André Dufour, un artiste pur-sang

André Dufour, un artiste pur-sang

Même s’il vit maintenant reclu de la société en Colombie-Britannique, dans une communauté Krishna, la voix du peintre charlevoisien André Dufour se fait entendre plus forte que jamais, grâce la dernière revue de la Société d’histoire de Charlevoix et à une exposition présentée à l’espace culturel de La Malbaie.

L’idée de rendre hommage au peintre André Dufour a germé dans l’esprit du Dr Jean-Luc Dupuis, grand ami des arts et de la culture. «Nous avons une responsabilité que nos trésors patrimoniaux soient mis en relief.
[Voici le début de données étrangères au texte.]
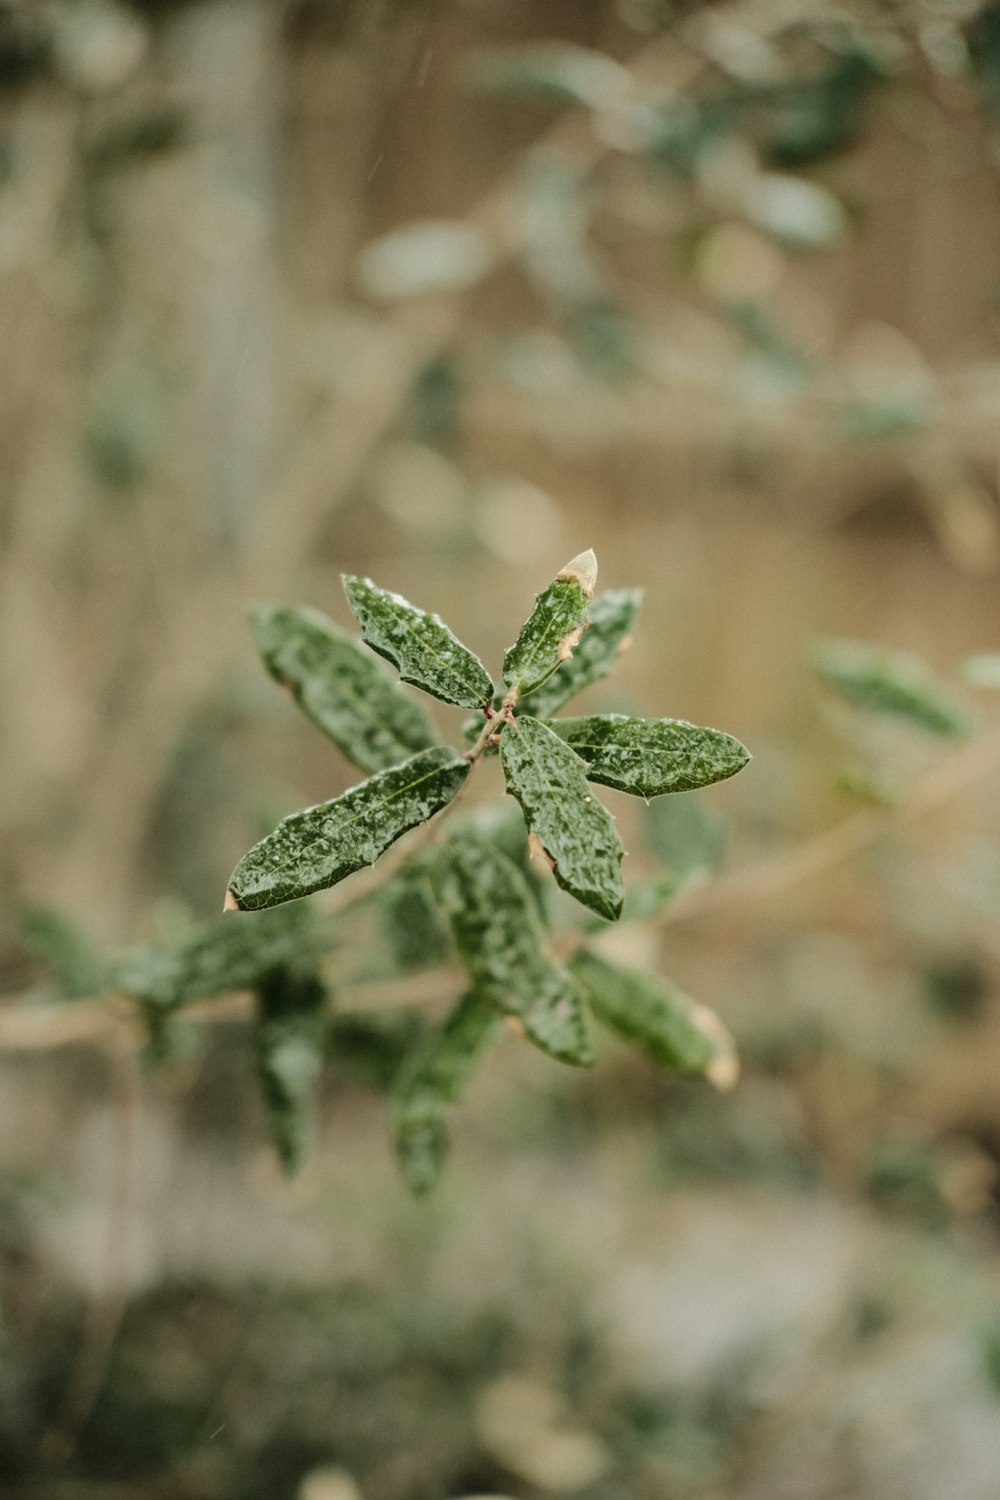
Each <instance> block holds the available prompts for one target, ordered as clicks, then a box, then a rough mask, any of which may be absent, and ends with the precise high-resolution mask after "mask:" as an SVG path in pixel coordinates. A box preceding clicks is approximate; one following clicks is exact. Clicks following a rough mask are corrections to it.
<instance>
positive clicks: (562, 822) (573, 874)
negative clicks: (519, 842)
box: [501, 715, 625, 921]
mask: <svg viewBox="0 0 1000 1500" xmlns="http://www.w3.org/2000/svg"><path fill="white" fill-rule="evenodd" d="M501 760H502V765H504V775H505V778H507V790H508V792H510V793H511V795H513V796H516V798H517V801H519V802H520V807H522V811H523V814H525V822H526V823H528V828H529V829H531V832H532V834H535V835H537V837H538V838H540V840H541V844H543V847H544V850H546V853H547V855H549V858H550V859H552V861H553V874H555V877H556V880H558V882H559V885H561V886H562V889H564V891H568V892H570V895H574V897H576V898H577V901H580V903H582V904H583V906H589V907H591V910H592V912H597V915H598V916H607V918H609V919H610V921H616V919H618V916H619V915H621V910H622V901H624V897H625V891H624V886H622V871H621V864H622V855H624V852H625V850H624V849H622V841H621V838H619V837H618V829H616V828H615V819H613V817H612V814H610V813H609V811H607V808H606V807H604V805H603V804H601V802H598V801H597V798H595V796H594V795H592V793H591V790H589V789H588V781H586V769H585V766H583V762H582V760H580V757H579V756H577V754H576V751H574V750H571V748H570V745H567V744H564V742H562V739H559V736H558V735H555V733H553V732H552V729H549V726H547V724H543V723H540V721H538V720H537V718H531V717H529V715H523V717H520V718H517V721H516V723H511V724H507V727H505V729H504V733H502V736H501Z"/></svg>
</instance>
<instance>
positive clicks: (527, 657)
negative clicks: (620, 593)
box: [504, 552, 597, 697]
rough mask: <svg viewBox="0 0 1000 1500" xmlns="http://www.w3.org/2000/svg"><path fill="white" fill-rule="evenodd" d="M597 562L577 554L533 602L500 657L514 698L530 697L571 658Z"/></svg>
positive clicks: (568, 562) (587, 554) (582, 629)
mask: <svg viewBox="0 0 1000 1500" xmlns="http://www.w3.org/2000/svg"><path fill="white" fill-rule="evenodd" d="M595 577H597V558H595V556H594V553H592V552H580V555H579V556H576V558H573V561H571V562H567V565H565V567H564V568H562V571H561V573H559V574H558V577H555V579H553V580H552V583H549V586H547V588H544V589H543V591H541V594H538V597H537V598H535V607H534V609H532V612H531V615H529V616H528V619H526V621H525V624H523V625H522V627H520V634H519V636H517V640H516V642H514V645H513V646H511V648H510V649H508V652H507V655H505V657H504V681H505V682H507V687H508V688H511V691H516V693H517V696H519V697H520V696H523V694H526V693H531V690H532V688H535V687H540V685H541V682H544V681H546V679H547V678H550V676H552V675H553V672H556V670H558V669H559V666H561V664H562V663H564V661H568V660H570V658H571V655H573V649H574V646H576V645H577V642H579V639H580V634H582V631H583V625H585V624H586V612H588V606H589V603H591V595H592V594H594V580H595Z"/></svg>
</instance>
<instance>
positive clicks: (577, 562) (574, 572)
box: [556, 547, 597, 598]
mask: <svg viewBox="0 0 1000 1500" xmlns="http://www.w3.org/2000/svg"><path fill="white" fill-rule="evenodd" d="M556 577H574V579H576V580H577V583H579V585H580V588H582V589H583V592H585V594H586V597H588V598H592V597H594V588H595V585H597V558H595V555H594V549H592V547H588V549H586V552H580V553H577V556H574V558H571V559H570V561H568V562H567V565H565V567H564V568H559V571H558V573H556Z"/></svg>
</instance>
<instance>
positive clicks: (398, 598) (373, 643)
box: [343, 573, 493, 708]
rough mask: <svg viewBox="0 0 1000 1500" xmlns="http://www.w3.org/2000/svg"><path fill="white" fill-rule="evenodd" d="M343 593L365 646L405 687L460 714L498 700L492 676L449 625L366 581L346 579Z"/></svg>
mask: <svg viewBox="0 0 1000 1500" xmlns="http://www.w3.org/2000/svg"><path fill="white" fill-rule="evenodd" d="M343 591H345V594H346V595H348V603H349V604H351V609H352V610H354V615H355V618H357V621H358V624H360V625H361V633H363V636H364V639H366V642H367V643H369V645H370V646H372V649H373V651H378V654H379V655H382V657H385V660H387V661H391V663H393V666H394V667H396V669H397V670H399V675H400V678H402V679H403V682H412V684H414V685H415V687H421V688H423V690H424V691H426V693H430V694H432V696H433V697H439V699H441V700H442V702H444V703H456V705H457V706H459V708H481V706H483V705H484V703H489V700H490V697H492V696H493V682H492V678H490V675H489V672H487V670H486V667H484V666H483V663H481V661H480V658H478V657H477V655H474V652H472V651H469V648H468V646H465V645H462V642H460V640H459V639H457V636H456V634H453V631H451V630H450V628H448V625H445V622H444V619H441V618H439V616H438V615H432V613H429V612H427V610H426V609H418V607H417V606H415V604H411V603H409V600H406V598H403V597H402V594H391V592H390V591H388V589H385V588H378V585H376V583H373V582H372V580H370V579H367V577H354V576H352V574H349V573H345V574H343Z"/></svg>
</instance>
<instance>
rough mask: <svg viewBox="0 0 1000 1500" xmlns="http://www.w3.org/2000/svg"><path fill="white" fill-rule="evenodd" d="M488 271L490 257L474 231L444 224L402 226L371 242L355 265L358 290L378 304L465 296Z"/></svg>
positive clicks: (482, 277) (409, 223) (461, 223)
mask: <svg viewBox="0 0 1000 1500" xmlns="http://www.w3.org/2000/svg"><path fill="white" fill-rule="evenodd" d="M492 269H493V252H492V251H490V246H489V245H487V242H486V239H484V237H483V236H481V234H480V231H478V229H475V228H474V226H472V225H471V223H462V222H460V220H448V219H439V220H436V219H435V220H432V219H427V220H423V222H420V223H408V225H405V228H402V229H393V231H391V234H384V236H381V239H378V240H372V243H370V245H366V248H364V249H363V251H361V255H360V257H358V266H357V270H358V279H360V282H361V285H363V287H364V291H366V293H369V296H370V297H378V299H379V300H381V302H402V300H405V299H408V297H423V296H426V294H427V293H444V291H465V290H466V288H469V287H475V284H477V282H480V281H483V278H484V276H487V275H489V273H490V270H492Z"/></svg>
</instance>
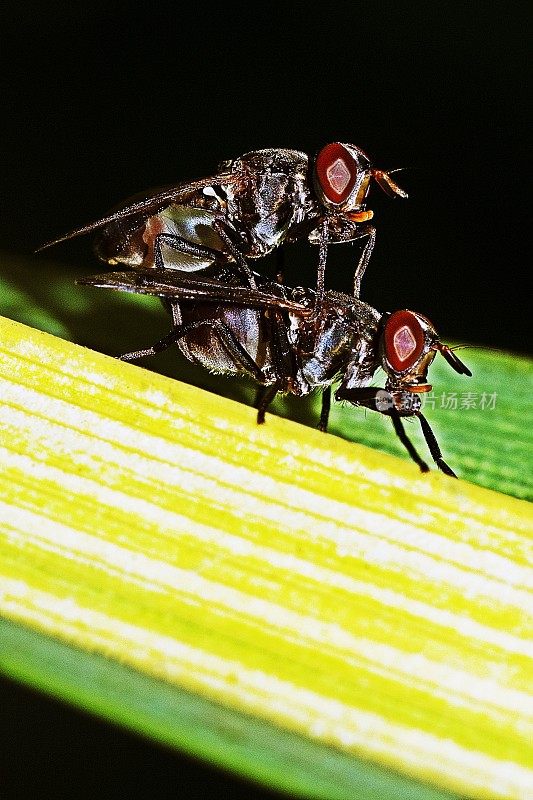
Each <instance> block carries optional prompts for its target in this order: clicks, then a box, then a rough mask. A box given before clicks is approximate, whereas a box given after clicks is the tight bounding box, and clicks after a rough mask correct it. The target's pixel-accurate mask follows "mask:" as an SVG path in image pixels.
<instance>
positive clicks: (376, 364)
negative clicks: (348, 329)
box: [343, 339, 378, 389]
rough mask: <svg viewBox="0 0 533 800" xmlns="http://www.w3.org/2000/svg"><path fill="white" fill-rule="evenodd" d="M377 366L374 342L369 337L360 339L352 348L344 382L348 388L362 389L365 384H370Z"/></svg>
mask: <svg viewBox="0 0 533 800" xmlns="http://www.w3.org/2000/svg"><path fill="white" fill-rule="evenodd" d="M377 367H378V364H377V360H376V352H375V347H374V345H373V343H372V342H371V341H369V340H367V339H359V341H358V342H357V344H356V345H355V347H354V348H353V349H352V352H351V355H350V359H349V361H348V364H347V366H346V370H345V373H344V380H343V384H344V385H345V386H346V388H347V389H360V388H361V387H363V386H368V385H369V383H370V381H371V380H372V378H373V376H374V372H375V371H376V369H377Z"/></svg>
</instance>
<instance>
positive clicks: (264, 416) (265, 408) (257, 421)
mask: <svg viewBox="0 0 533 800" xmlns="http://www.w3.org/2000/svg"><path fill="white" fill-rule="evenodd" d="M278 391H279V386H278V384H277V383H273V384H272V385H271V386H260V387H259V389H258V390H257V395H256V398H255V407H256V408H257V424H258V425H262V424H263V423H264V421H265V413H266V410H267V408H268V407H269V405H270V403H271V402H272V401H273V399H274V398H275V396H276V395H277V393H278Z"/></svg>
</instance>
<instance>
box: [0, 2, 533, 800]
mask: <svg viewBox="0 0 533 800" xmlns="http://www.w3.org/2000/svg"><path fill="white" fill-rule="evenodd" d="M2 16H3V17H4V18H2V19H0V22H1V30H2V40H3V45H2V47H3V64H2V70H1V78H0V80H1V82H2V92H1V103H2V110H3V114H2V124H1V129H0V137H1V139H2V147H1V153H2V164H1V173H0V174H1V186H2V215H1V219H0V248H1V249H3V250H4V251H5V252H8V253H11V254H16V255H21V256H22V255H23V256H25V257H28V258H31V257H32V256H31V253H32V250H33V249H34V248H35V247H36V246H38V245H39V244H41V243H42V242H43V241H45V240H47V239H50V238H52V237H54V236H55V235H58V234H60V233H62V232H64V231H66V230H69V229H70V228H72V227H74V226H76V225H79V224H82V223H85V222H87V221H89V220H92V219H94V218H96V217H98V216H101V215H103V214H104V213H105V212H106V211H107V210H108V209H109V207H111V206H112V205H114V204H115V203H116V202H118V201H119V200H121V199H123V198H124V197H127V196H128V195H131V194H134V193H136V192H139V191H141V190H143V189H146V188H148V187H152V186H158V185H164V184H169V183H173V182H178V181H182V180H184V179H186V178H194V177H200V176H203V175H208V174H210V173H212V172H213V171H214V170H215V169H216V166H217V164H218V162H219V161H220V160H222V159H225V158H231V157H234V156H237V155H239V154H241V153H244V152H246V151H248V150H253V149H259V148H263V147H289V148H295V149H300V150H304V151H306V152H308V153H310V154H313V153H315V152H316V151H317V150H318V149H319V148H320V147H322V146H323V145H324V144H326V143H328V142H330V141H336V140H339V141H346V142H352V143H354V144H357V145H358V146H360V147H361V148H362V149H364V150H365V151H366V152H367V153H368V154H369V155H370V156H371V158H372V159H373V161H374V163H375V164H376V165H377V166H378V167H381V168H385V169H387V168H394V167H403V168H404V172H402V173H401V174H399V175H398V176H396V177H397V179H398V182H399V183H400V185H401V186H402V187H403V188H405V189H406V190H407V191H408V192H409V199H408V200H407V201H402V200H396V201H394V202H393V201H391V200H389V199H388V198H387V197H386V196H384V195H382V194H381V192H380V191H379V189H377V188H376V187H375V188H374V189H373V191H372V194H371V197H370V207H371V208H373V210H374V212H375V222H376V226H377V228H378V239H377V245H376V248H375V251H374V256H373V259H372V263H371V265H370V268H369V271H368V273H367V276H366V277H365V280H364V283H363V292H362V297H363V299H365V300H367V301H368V302H370V303H371V304H372V305H374V306H375V307H377V308H378V309H380V310H382V311H385V310H393V309H395V308H402V307H410V308H414V309H417V310H419V311H421V312H423V313H425V314H426V315H427V316H429V318H430V319H432V320H433V322H434V323H435V325H436V327H437V329H438V330H439V331H440V332H442V334H443V338H445V337H448V338H451V339H453V340H455V341H461V342H471V343H477V344H481V345H484V346H489V347H500V348H504V349H509V350H515V351H518V352H523V353H527V352H529V349H530V346H529V337H528V332H529V318H530V314H529V313H528V306H529V304H528V302H527V289H528V288H529V259H528V256H529V248H528V253H527V254H526V230H527V229H528V227H529V216H528V217H527V218H526V192H527V199H529V195H530V177H529V174H528V173H529V170H528V166H529V161H528V152H527V150H526V143H527V145H528V146H529V142H530V129H529V128H530V126H529V124H528V122H529V113H528V112H529V107H528V105H527V98H528V91H529V81H528V77H529V74H528V62H527V59H526V41H527V39H526V34H527V31H528V29H529V27H530V25H529V23H530V19H531V17H530V10H529V7H528V5H527V4H526V3H521V2H505V3H497V2H495V3H494V2H493V3H490V4H488V3H476V2H469V3H462V2H434V3H432V2H427V0H425V2H421V1H420V0H411V1H410V2H405V3H398V2H390V3H382V2H370V3H362V2H336V3H319V4H311V3H309V2H296V3H290V2H285V3H281V4H279V5H278V4H276V3H265V4H260V3H254V2H250V3H247V4H243V5H242V7H240V6H238V5H236V4H235V3H213V4H209V5H203V4H201V3H192V4H187V3H185V2H176V1H175V2H172V3H166V2H163V3H157V2H154V3H148V4H147V3H136V2H135V3H134V2H132V3H127V2H122V3H121V2H113V0H109V2H108V3H106V4H105V5H100V4H98V3H87V4H84V5H82V4H80V3H76V2H69V3H61V2H54V3H45V2H42V3H39V4H35V3H31V2H29V3H25V4H24V7H23V8H20V7H18V8H17V9H16V10H14V9H13V8H10V9H9V11H4V12H2ZM357 253H358V251H357V250H356V249H355V248H354V249H352V248H351V247H350V246H344V247H343V246H340V247H335V248H331V249H330V253H329V262H328V271H327V280H328V286H329V287H330V288H339V289H344V290H349V286H350V278H351V273H352V272H353V266H354V264H355V260H356V258H357ZM52 258H53V259H55V260H56V261H58V260H59V261H64V263H65V264H73V265H74V264H75V265H76V269H77V274H80V269H81V270H82V273H83V272H88V273H94V272H95V271H98V265H97V264H96V262H95V260H94V257H93V255H92V252H91V245H90V240H89V239H88V238H87V237H86V238H83V239H79V240H76V241H72V242H69V243H65V244H63V245H60V246H59V247H58V248H56V249H55V250H54V251H53V252H51V251H50V252H48V253H47V254H46V255H45V254H43V255H41V256H39V257H36V266H35V281H36V283H37V284H38V282H40V281H44V282H46V280H47V277H46V269H47V264H49V263H51V262H49V261H47V259H52ZM316 259H317V250H316V248H313V249H311V248H310V247H309V246H308V245H307V244H305V243H304V244H302V245H301V246H300V245H293V246H291V249H290V250H289V251H288V252H287V270H286V277H287V282H288V283H290V284H292V285H294V284H301V283H304V282H311V283H312V282H313V276H314V270H315V267H316ZM79 291H82V289H80V290H79ZM87 343H88V344H90V343H89V342H87ZM143 344H146V342H143ZM2 689H3V691H7V684H6V685H5V686H3V687H2ZM13 691H14V692H15V695H16V697H17V698H19V699H20V695H19V694H17V691H16V690H15V689H13ZM27 701H28V696H26V695H25V694H23V696H22V699H21V709H22V710H21V714H25V713H26V710H25V709H26V704H27ZM50 708H52V710H53V713H52V711H50ZM41 712H42V713H41ZM2 713H4V712H2ZM49 713H52V717H53V714H56V717H55V718H54V719H57V714H59V718H62V717H61V715H62V714H67V713H70V712H66V711H64V710H63V709H62V708H61V707H60V706H58V707H55V706H53V705H50V706H49V705H48V704H47V703H43V704H42V705H39V713H37V712H36V713H35V719H34V720H33V723H32V727H33V726H35V730H36V731H37V733H36V736H37V738H38V737H39V736H40V737H43V736H46V734H44V733H43V730H44V731H46V730H47V725H49V724H50V722H49V718H48V716H47V714H49ZM77 719H78V717H77V715H75V714H74V715H71V716H70V717H69V725H70V726H71V727H72V731H73V733H72V736H73V737H74V738H75V737H77V736H80V735H82V736H83V737H84V741H85V744H86V746H87V747H91V746H93V745H92V742H93V741H94V742H95V744H94V747H95V750H94V753H93V756H94V758H95V760H96V761H97V762H98V763H95V769H97V770H98V769H100V768H101V765H102V761H101V759H100V757H99V755H98V752H99V750H98V748H99V747H101V746H102V745H101V743H102V736H103V735H104V734H103V733H102V731H103V730H104V729H105V728H104V726H101V725H100V724H99V723H98V724H97V723H94V726H92V727H91V724H90V721H87V720H85V718H84V721H83V725H82V727H81V729H79V728H78V727H77V725H78V722H77V721H76V720H77ZM40 720H41V722H40ZM41 723H42V725H43V726H44V727H43V728H42V729H40V728H39V726H40V725H41ZM84 726H87V727H84ZM80 730H82V733H80V732H79V731H80ZM26 736H28V732H26ZM113 736H114V737H115V739H114V741H116V740H117V739H116V737H120V736H122V734H121V733H119V732H116V731H113ZM124 737H125V738H124V739H123V743H124V744H123V747H122V748H121V747H120V746H119V751H120V757H119V758H117V762H118V764H119V765H120V764H127V763H128V759H129V762H131V763H133V762H135V763H136V764H137V765H138V764H139V761H141V762H142V765H143V770H144V775H145V779H146V780H149V779H150V778H149V777H146V776H150V775H151V777H152V780H154V781H156V783H155V785H157V779H156V776H157V774H158V773H160V772H161V770H166V771H167V772H168V769H170V770H171V774H176V775H178V774H180V770H188V769H189V766H190V765H189V763H188V762H187V766H186V767H185V766H183V765H184V764H185V763H186V762H184V761H180V759H179V758H178V757H177V756H174V755H171V754H168V753H166V752H165V753H163V751H161V750H159V749H158V748H157V747H155V746H154V747H152V746H151V745H148V744H147V745H145V744H144V743H143V744H142V745H141V744H139V743H138V742H136V740H135V741H134V738H133V737H129V736H126V735H125V734H124ZM28 738H29V737H28ZM132 742H134V744H132ZM139 747H141V750H142V754H141V755H140V754H139ZM54 753H55V756H54ZM54 757H55V758H56V759H58V760H59V762H60V764H61V767H60V769H61V770H62V771H63V772H64V771H65V770H67V771H68V770H69V769H72V770H73V774H74V775H75V774H76V773H75V770H76V767H79V763H76V759H75V758H74V759H72V760H71V761H69V758H68V755H66V754H63V757H61V756H60V755H59V756H58V754H57V748H56V749H55V750H54V747H52V746H51V747H50V758H51V762H50V763H51V764H52V767H51V772H50V775H53V774H54V773H53V770H54V766H53V758H54ZM169 759H170V762H169ZM169 763H171V764H172V765H173V766H172V767H169V766H168V765H169ZM115 766H116V765H115ZM109 767H110V768H111V765H109ZM55 769H56V770H58V769H59V767H58V765H57V763H56V765H55ZM104 769H105V767H104ZM172 770H174V772H172ZM22 772H23V771H21V780H22ZM183 774H187V775H188V776H189V777H190V773H189V772H188V771H186V773H183ZM197 777H198V780H199V781H200V785H204V786H205V787H209V786H212V792H214V793H213V794H207V789H206V792H205V794H204V795H203V796H205V797H211V796H212V797H217V796H233V797H237V796H239V795H238V788H234V789H233V790H232V791H222V789H221V788H220V786H218V785H217V777H215V778H213V775H212V773H211V772H209V771H207V770H206V771H202V769H201V767H199V768H198V773H197ZM73 780H76V778H73ZM102 780H103V779H102ZM191 780H193V778H191ZM210 781H211V783H209V782H210ZM219 790H220V791H219ZM104 795H105V790H104ZM117 796H118V795H117ZM130 796H133V795H132V794H130ZM140 796H142V795H140ZM159 796H165V795H164V794H159ZM175 796H186V794H184V793H183V792H182V791H181V793H180V788H179V786H176V794H175ZM191 796H193V795H191ZM244 796H246V797H250V798H251V797H255V796H257V797H260V796H261V795H259V794H257V795H253V794H252V792H251V790H246V791H245V794H244Z"/></svg>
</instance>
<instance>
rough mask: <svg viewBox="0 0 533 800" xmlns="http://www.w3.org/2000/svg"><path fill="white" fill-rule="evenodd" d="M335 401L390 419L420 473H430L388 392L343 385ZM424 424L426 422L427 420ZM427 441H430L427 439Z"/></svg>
mask: <svg viewBox="0 0 533 800" xmlns="http://www.w3.org/2000/svg"><path fill="white" fill-rule="evenodd" d="M335 399H336V400H348V401H349V402H350V403H353V404H354V405H356V406H362V407H363V408H368V409H369V410H370V411H378V412H379V413H380V414H384V415H385V416H387V417H390V418H391V421H392V424H393V426H394V430H395V432H396V435H397V436H398V438H399V440H400V442H401V443H402V444H403V446H404V447H405V449H406V450H407V452H408V453H409V455H410V456H411V458H412V459H413V461H414V462H415V464H418V466H419V467H420V471H421V472H428V471H429V467H428V465H427V464H426V462H425V461H424V460H423V459H422V458H421V457H420V456H419V454H418V452H417V450H416V448H415V446H414V445H413V443H412V442H411V440H410V439H409V437H408V436H407V433H406V432H405V428H404V426H403V423H402V420H401V417H400V415H399V414H398V412H397V411H396V409H395V408H394V407H393V405H392V397H391V396H390V395H389V393H388V392H386V391H385V390H383V389H376V388H374V387H372V386H362V387H356V388H353V389H351V388H348V387H346V386H342V385H341V386H340V387H339V388H338V389H337V391H336V392H335ZM424 422H426V420H425V419H424ZM420 424H422V423H420ZM426 425H427V422H426ZM428 427H429V425H428ZM433 438H434V437H433ZM426 441H428V439H427V438H426ZM428 444H429V442H428ZM430 449H431V448H430ZM439 452H440V451H439ZM432 455H433V453H432ZM448 469H449V468H448Z"/></svg>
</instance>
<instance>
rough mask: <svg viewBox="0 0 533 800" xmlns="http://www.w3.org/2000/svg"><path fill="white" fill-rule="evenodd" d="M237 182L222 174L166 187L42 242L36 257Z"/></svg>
mask: <svg viewBox="0 0 533 800" xmlns="http://www.w3.org/2000/svg"><path fill="white" fill-rule="evenodd" d="M239 180H240V175H238V174H237V173H225V172H221V173H218V174H216V175H211V176H209V177H207V178H199V179H198V180H196V181H190V182H189V183H178V184H175V185H173V186H166V187H165V188H163V189H155V190H154V191H153V192H151V193H149V194H147V195H144V196H143V197H140V198H139V199H132V201H131V202H128V201H126V203H125V205H123V206H120V207H118V208H117V209H115V210H114V211H112V212H111V213H110V214H108V215H107V216H106V217H102V218H101V219H97V220H95V221H94V222H89V223H87V225H82V226H81V227H80V228H74V230H72V231H69V232H68V233H65V234H63V235H62V236H59V237H58V238H57V239H52V240H51V241H49V242H45V244H43V245H41V246H40V247H39V248H37V250H36V251H35V252H36V253H39V252H40V251H41V250H46V248H47V247H52V245H54V244H59V243H60V242H65V241H67V240H68V239H73V238H74V237H75V236H83V235H84V234H85V233H90V232H91V231H95V230H98V229H99V228H103V227H104V225H108V224H109V223H110V222H116V221H117V220H121V219H126V218H129V217H135V216H138V217H140V218H146V217H148V216H152V215H153V214H157V213H158V212H159V211H161V210H162V209H163V208H165V207H166V206H168V205H169V204H170V203H182V202H184V201H185V200H187V198H188V197H190V196H191V195H193V194H194V193H195V192H197V191H199V190H200V189H204V188H205V187H206V186H213V185H214V186H218V185H220V184H224V185H228V184H233V183H237V182H238V181H239Z"/></svg>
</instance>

M. Dufour est certainement l’un des talents le plus méconnus qui ont passé dans la région », avance-t-il.

En plus d’être son médecin, il était son ami et fervent amateur de son art.

Il y a un peu plus de an, il a contacté Serge Gauthier, historien, ethnologue et président de la Société d’histoire de Charlevoix. « La première tâche que nous avons eu a été de le retrouver. Nous avions perdu sa trace. Il y avait même des rumeurs qu’il était mort », déclare-t-il. Par contre, il l’a retrouvé dans la Vallée de l’Okanagan, en Colombie-Britannique, où il vit en retrait de la société chez les Krishna.

Dans le 90ième numéro de la Revue d’histoire de Charlevoix, publiée cet automne, il relate la vie d’André Dufour, un artiste pur-sang consommé par la création. Il suit ses traces de l’Abitibi au Bas-de-l’Anse, dans le secteur de Saint-Fidèle, en passant par les beaux-arts. Cette publication est le fruit d’une longue recherche qui a duré plus de an.

C’est lors de son retour dans Charlevoix, dans les années 1970, que le Dr. Dupuis a fait la rencontre de l’artiste, à l’invitation de sa sœur, la célèbre actrice Gisèle Dufour. Il est établi par de celui qui travaillait sur ses œuvres jour et nuit.

« Dans son art, il a façon unique d’intégrer les paysages et les couleurs de Charlevoix qui est unique en son genre. Il a une dimension presque impressionniste », énonce-t-il. Le médecin explique qu’il n’est pas connu du grand public car il vivait en hermite, dans le fouillis de sa maison qui lui servait aussi de galerie d’art.

Quant à lui, M. Gauthier est fasciné par l’étendue du talent de Dufour, qui a paint tant des paysages que du pop-art à la façon d’Andy Warhol.

Dans les années 1990, André Dufour s’est consacré cœur et âme à l’association internationale pour la conscience de Krishna, qui prend racine dans l’Indouisme. C’est pour cette raison qu’il quitte Charlevoix pour s’établir dans l’ouest.

Pour le Dr. Jean-Luc Dupuis, il était important de présenter une exposition des créations d’André Dufour, en complément avec la publication de la revue. Il en a réuni une quinzaine chez des collectionneurs privés qui ont accepté d’embarquer dans le projet.

L’exposition, dont l’entrée est gratuite, est présentée jusqu’au 8 décembre à l’espace culturel de la bibliothèque Laure-Conan de La Malbaie. La Revue d’Histoire de Charlevoix est en vente sur place et sur le site web de la Société d’histoire.